As he told the Roll Call newspaper, with at least $15 per hour he would have been able to quit Whole Foods, where he works weekends.
Olotara said he did not sign the papers and is going to continue his fight.
“I didn’t agree because I’m not a food service worker, and I didn’t sign the paper,” he said.
According to Good Jobs Nation, there are at least six other stories like Olotara’s, the Washington Post reported.
In its complaint to the DoL, the labor group accused Restaurant Associates, a subsidiary of the British-based Compass Group, of breaching the Service Contract Act, which establishes minimum wages for contract employees. The Act also prohibits employers from changing position ranks and titles for the sake of profit.
Good Jobs Nation has asked the US government to look into the allegation and require Compass Group to pay Senate workers higher wages, as well as back pay related to the lower classifications. The Senate Rules and Administration Committee has said it is aware of the issue and had already directed the Architect of the Capitol, which negotiated the contract, to look into the claims.
“We are aware of existing concerns and are working to get them resolved,” AOC spokeswoman Laura Condeluci wrote in a Friday email, according to Roll Call.
Restaurant Associates spokesman Sam Souccar said that company officials received notification yesterday that a complaint had been filed and “are looking into the matter.”
Heartbreaking stories of Senate service workers, long ignored, have been making it into the headlines in the past year or so.
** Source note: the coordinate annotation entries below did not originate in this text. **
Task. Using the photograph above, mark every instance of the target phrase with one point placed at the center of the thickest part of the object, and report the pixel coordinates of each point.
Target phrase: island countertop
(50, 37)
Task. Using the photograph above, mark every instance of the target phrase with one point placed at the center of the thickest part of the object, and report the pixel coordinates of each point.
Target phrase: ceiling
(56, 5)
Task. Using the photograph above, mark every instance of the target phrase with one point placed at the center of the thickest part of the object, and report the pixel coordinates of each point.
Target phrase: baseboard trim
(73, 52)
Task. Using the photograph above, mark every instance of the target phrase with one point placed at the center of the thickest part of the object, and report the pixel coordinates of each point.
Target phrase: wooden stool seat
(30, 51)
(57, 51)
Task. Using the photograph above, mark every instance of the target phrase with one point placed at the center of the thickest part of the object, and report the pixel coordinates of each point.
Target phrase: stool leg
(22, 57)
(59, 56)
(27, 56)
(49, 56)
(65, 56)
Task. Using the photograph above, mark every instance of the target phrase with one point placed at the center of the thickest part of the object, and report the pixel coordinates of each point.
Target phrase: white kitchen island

For example, a single mother named Kim employed in the Senate had to supplement her salary working as a stripper. Another case was that of 63-year-old Charles Gladden, who, while working alongside lawmakers and politicians, cannot afford a roof over his head. He has to sleep at a metro stop within walking distance from the White House.
There is also Sontia Bailey, who had been working a full-time shift at the US Capitol before making her way to her second job at a fast food restaurant. Working 70 hours a week, she eventually suffered a miscarriage, but had no time to grieve the loss of her child, as she had to go back to work.